Beloved Pilgrim

Beloved Pilgrim - Christopher Hawthorne Moss DNF 55%

This is too hetero for me. Better review later.


I was very excited to read this book. Knowing that the author came out as a gay trans man after writing it as a lesbian historical romance, I was very interested to see how he changed it up to fit a trans narrative. It was honestly very interesting but it just had too much going against it for me personally.

-I'm very very very gay. I'm very very very tired of het romance. I'm very, very, very bitter about the fact everyone assumes me being a trans man means I must be, HAVE TO BE straight, that me being gay means I can't be trans, so I don't have much interest in reading about straight trans men. So I just cannot get invested in Elias' romantic and sexual exploits at all. There was a brief moment where it looked like he might be headed towards something with a man but it ended so unsatisfactorily for me.

-I did not like the part where Elias comes out of nowhere and forces his tongue down Maliha's throat and she fights back but then goes with it in the end. That's not romantic, it's fucking disturbing.

-This book is so SEXIST. Elias is written trying to argue against sexism but still falls into it himself. It's also CISsexist in particular. I understand the author is trying to fit the mores of the period, the scientific understanding of sex and gender, and (hopefully) does not agree with anything, but my god, it's overwhelming. I didn't want to deal with that stuff in my fictional escapism.

-From a technical point, the book is badly paced. Plot points transition very suddenly with no clear sign of where the last point ended and moved into the next. One minute our heroes are discussing something in a bedroom, then we are instantly flung with no segue into Elias speaking with someone in a great hall several mornings later. (Which may not match with a specific scene in the book, I returned it earlier today to the library so I can't get it a direct reference.

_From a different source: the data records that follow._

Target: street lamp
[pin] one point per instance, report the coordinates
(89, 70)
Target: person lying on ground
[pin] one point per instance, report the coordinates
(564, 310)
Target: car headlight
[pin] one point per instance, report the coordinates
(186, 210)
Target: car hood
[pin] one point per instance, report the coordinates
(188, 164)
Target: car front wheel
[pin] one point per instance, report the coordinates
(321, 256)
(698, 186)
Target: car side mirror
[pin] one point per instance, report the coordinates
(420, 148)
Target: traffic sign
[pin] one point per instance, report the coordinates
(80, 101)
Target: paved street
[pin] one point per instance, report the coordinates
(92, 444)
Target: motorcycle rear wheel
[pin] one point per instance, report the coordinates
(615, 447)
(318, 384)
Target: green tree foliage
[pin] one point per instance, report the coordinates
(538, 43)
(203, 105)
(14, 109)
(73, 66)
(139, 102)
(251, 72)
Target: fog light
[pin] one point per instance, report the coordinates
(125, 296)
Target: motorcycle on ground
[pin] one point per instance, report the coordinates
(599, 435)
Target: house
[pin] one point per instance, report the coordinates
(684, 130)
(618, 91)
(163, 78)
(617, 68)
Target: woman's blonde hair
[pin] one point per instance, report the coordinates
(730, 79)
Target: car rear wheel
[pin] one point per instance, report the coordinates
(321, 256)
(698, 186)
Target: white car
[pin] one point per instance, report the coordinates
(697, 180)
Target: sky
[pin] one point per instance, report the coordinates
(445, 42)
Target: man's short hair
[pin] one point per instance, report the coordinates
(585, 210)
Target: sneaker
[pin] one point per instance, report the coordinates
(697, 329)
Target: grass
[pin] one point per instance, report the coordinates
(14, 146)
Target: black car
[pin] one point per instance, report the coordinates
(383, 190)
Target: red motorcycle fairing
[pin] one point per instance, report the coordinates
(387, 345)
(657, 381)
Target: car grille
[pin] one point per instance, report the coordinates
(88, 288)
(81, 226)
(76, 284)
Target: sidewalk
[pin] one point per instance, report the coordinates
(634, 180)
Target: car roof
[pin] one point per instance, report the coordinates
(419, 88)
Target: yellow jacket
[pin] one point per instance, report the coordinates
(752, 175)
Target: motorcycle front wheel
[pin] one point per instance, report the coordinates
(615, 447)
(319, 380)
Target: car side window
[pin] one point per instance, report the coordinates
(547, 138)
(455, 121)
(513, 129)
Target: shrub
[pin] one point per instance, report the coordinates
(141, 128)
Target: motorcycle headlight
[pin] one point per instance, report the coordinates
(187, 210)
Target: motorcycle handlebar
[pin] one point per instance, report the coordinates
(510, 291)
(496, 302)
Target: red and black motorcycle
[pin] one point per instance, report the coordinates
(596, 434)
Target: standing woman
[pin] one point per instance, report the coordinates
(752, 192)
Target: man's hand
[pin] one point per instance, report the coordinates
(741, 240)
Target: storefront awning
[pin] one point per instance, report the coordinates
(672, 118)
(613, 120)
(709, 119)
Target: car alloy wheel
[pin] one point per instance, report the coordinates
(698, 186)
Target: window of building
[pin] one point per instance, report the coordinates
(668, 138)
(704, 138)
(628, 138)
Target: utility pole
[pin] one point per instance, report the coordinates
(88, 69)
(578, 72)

-There is SO little description of the scenes. Usually books that over-describe environments bore me to tears but this did the opposite- we got absolutely 0 real dsecription to help us envision any of the places in the story. I have 0 idea what the mansion Elias lived in is supposed to look like. The descriptions of Constantinople just talked about high walls and gold leaf on everything and everywhere having a fountain and ended there.